Robert Schulte, a 1974 South Dakota State University graduate, will be honored as the recipient of the 2023 Wayne E. Knabach Award for Excellence in Power by the Center for Power Systems Studies at South Dakota State University Oct. 2. 

The center is a group of regional electric utilities that provide scholarships, educational seminars and internship opportunities for electric power students at State.

The award honors career contributions to the power industry and is named after the professor who taught hundreds of power systems graduates in his 38 years (1957-95) on campus.

Steve Hietpas, a professor in the Electrical Engineering and Computer Science Department and coordinator of the Center for Power Systems Studies, said, “The CPSS and its members continue to make significant impacts in our region and abroad in the area of power and energy, and Bob Schulte is no exception. Wayne always spoke very highly of Bob and he would be extremely pleased seeing Bob recognized in this special way.”

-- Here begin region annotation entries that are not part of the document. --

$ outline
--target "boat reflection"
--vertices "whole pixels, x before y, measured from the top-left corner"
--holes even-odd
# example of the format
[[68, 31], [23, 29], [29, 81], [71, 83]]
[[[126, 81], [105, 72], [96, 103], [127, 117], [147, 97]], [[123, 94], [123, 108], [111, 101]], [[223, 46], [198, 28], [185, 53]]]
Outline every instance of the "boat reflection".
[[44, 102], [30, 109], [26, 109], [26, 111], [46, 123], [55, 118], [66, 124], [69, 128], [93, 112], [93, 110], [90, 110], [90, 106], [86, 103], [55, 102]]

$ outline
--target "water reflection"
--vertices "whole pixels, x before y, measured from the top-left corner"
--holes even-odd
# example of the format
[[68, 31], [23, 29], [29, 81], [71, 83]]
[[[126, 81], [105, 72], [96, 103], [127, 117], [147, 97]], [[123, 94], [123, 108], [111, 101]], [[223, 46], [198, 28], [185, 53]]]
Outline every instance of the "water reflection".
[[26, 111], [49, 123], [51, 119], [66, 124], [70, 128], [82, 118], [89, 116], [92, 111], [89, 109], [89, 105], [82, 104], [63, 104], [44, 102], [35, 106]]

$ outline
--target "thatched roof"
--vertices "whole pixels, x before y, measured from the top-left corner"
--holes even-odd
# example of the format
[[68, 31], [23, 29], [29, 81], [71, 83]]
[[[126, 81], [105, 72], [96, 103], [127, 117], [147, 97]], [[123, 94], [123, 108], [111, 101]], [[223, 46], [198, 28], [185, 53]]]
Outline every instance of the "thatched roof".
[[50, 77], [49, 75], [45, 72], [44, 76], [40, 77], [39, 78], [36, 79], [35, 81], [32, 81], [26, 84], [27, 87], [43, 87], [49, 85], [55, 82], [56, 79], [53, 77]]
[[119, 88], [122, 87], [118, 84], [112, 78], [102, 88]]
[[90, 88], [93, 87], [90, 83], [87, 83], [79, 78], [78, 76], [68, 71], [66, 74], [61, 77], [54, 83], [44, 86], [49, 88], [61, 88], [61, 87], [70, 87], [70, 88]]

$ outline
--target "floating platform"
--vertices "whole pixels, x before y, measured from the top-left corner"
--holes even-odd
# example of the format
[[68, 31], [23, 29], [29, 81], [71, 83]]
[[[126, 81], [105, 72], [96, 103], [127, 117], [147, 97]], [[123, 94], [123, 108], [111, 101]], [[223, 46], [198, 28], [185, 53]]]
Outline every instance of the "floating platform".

Schulte, originally of Huron and now of Raleigh, North Carolina, is among those graduates. Knabach was a family friend of the Schultes and worked for Herbert Schulte, father of Robert, in the summers early in his career. Herbert Schulte headed the electrical transmission and distribution department for Northwestern Public Service (now Northwestern Energy) from 1950 to 1974 as part of his 34-year career there.

After Robert Schulte earned his electrical engineering degree, he spent four years in the Air Force as a communications/electronics officer and 16 years with Northern States Power before opening his own consulting business, Schulte Associates, in 1995.

During his 28 years as a consultant, Robert Schulte has written integrated resource plans, worked on project developments, served as interim CEO and COO, and done other services for energy companies nationwide. He is the author of numerous industry articles on utility resource planning, transmission and energy storage.

He used to plan and permit coal and nuclear plants, but now he plans renewables, transmission and storage to replace them. Currently, Schulte is the managing member for Power from the Prairie LLC, which proposes a 4,000-megawatt, high voltage direct current line from the wind fields of southern Wyoming to the wind fields of north central Iowa.

“This is my all-time favorite project. It’s really doing some innovative things. It involves skills in resource planning, engineering, regulatory affairs and interregional/interutility politics; the latter they do not teach in engineering school. It could potentially connect 3,000-megawatt, or $4.5 billion of new renewables in South Dakota that wouldn’t otherwise have access to the nation’s power grid or remote markets.

“The concept development study supported by nine utilities and developers is done and can be found at Now we’re recruiting participants for proof-of-concept studies,” Schulte said. 

His positions with Northern States Power included being an associate planning engineer, manager of industrial energy programs, distribution engineering manager for the Minneapolis division, construction and operations manager for St. Paul area/Metro East region, general manager for South Dakota region, vice president for rates and corporate strategy, and vice president for marketing and customer service.

In addition to his leadership in the power industry, Schulte also has recently served on the SDSU Foundation Council of Trustees. His daughter, Nikki Brower, is lead designer for The Brookings Register, and his daughter, Melissa Schulte, is an advertising strategist for the HenkinSchultz ad firm in Sioux Falls. The Schulte family was SDSU Family of the Year for 2023.

The Center for Power Systems Studies banquet also includes student scholarship presentations and follows a day of educational talks from leaders in the power industry.